The same breasts that had been propped up in my twenties and that feed my children in my thirties now seemed foreign and frightening.

And now I had a lump.
I called my OB-GYN, who sent me for an immediate mammogram and sonogram. Once again, my tatas were squeezed into pancakes. I held my breath when the technician told me to, figuratively and literally. Did You hear my silent prayers as I thought of all those we had lost to this horrible and cruel disease?
But in the end, my lump was benign. My doctor called it fibrocystic changes. Although it swelled to the size of a baseball, and I thought it would explode, it’s not cancer. I’m very grateful.
Although it doesn’t seem fair that other people’s lumps are malignant. I don’t understand how these decisions get made, but Your job sounds horrible. We are losing so many.
So many people I know have been affected by breast cancer.
Now my daughter wants to know when she’s getting her boobs.
She pushed back her shoulders when asking. At first, I didn’t know what to say. If I had to do it all over again, would I want them knowing the risks they carry?
Using all the knowledge I’d acquired, I tried to explain to her that the desire you have when young to get breasts to feel grown up and the euphoria of actually getting them will contrast sharply with the responsibility of actually living with them.
She looked confused.
Honestly, God, I’m confused too. How can your breasts go from being ornate to functional to toxic so quickly?
How do I tell her that even though they are hers, and attached to her body, others will feel a sense of ownership over them? They will comment on their size and shape.
How do I tell her that if she nurses, her breasts will become engorged, and her nipples will feel like they are poked with pins?
How do I tell her that sometimes she will love them and other times she will fear them?
She’s so tiny.
But I need her to know that no one owns her future breasts.
And if she chooses to show them off or cover them up, if she wants them bigger or smaller, if she wants them to nurse her babies or not, that’s for her to decide.
That no matter what — she will have to protect them.
Every month, she will have to do self-exams. And get a mammogram every year once she hits the golden age. Errands, parenting, and job responsibilities can never be an excuse to not have time to check your tatas!
It still seems so much for her effervescent shoulders to have to carry.
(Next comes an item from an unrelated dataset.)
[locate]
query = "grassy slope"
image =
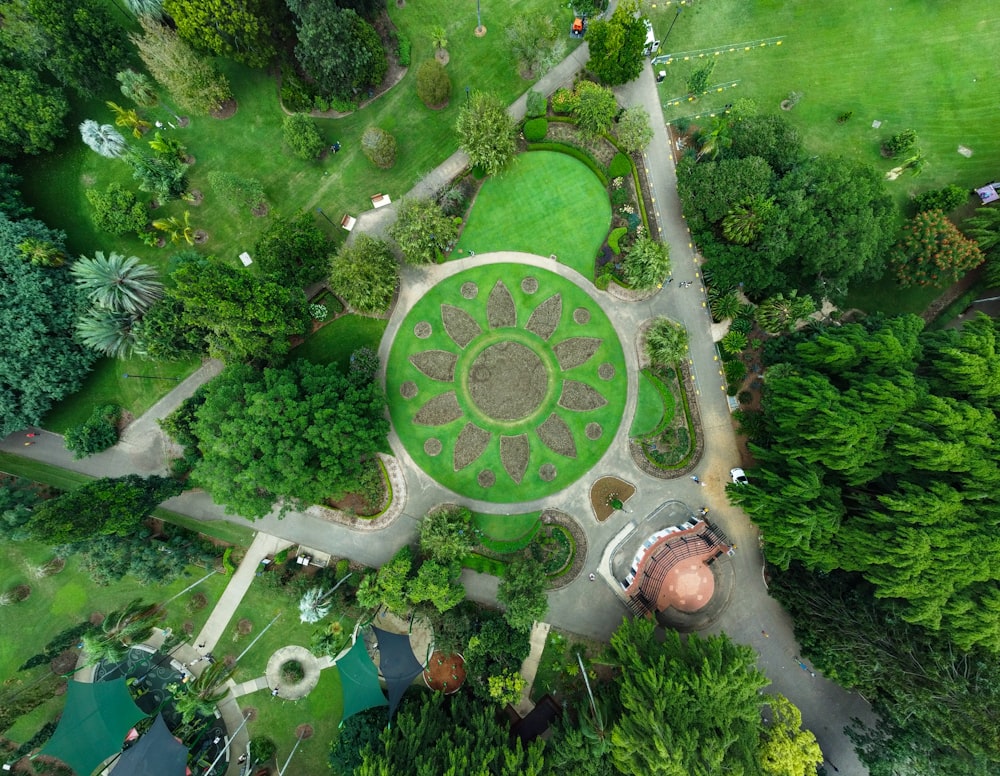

To her, breasts are just something her Barbie dolls have to help hold up their clothes, but she wants them all the same, just like I did.
So, for now, can we agree that if my daughter starts praying to You and asking for breasts, you can disregard that part of her prayer, and focus on the part where she prays for world peace?
In return, I will encourage her to pursue science so she can end breast cancer once and for all.
In the meantime, please protect as many tatas as you can, and I send prayers for all those we have lost and who have been affected by this disease. Tell Jenn I miss her posts, and I will try to keep spreading her message of prevention. And that I will plant sunflowers in my garden.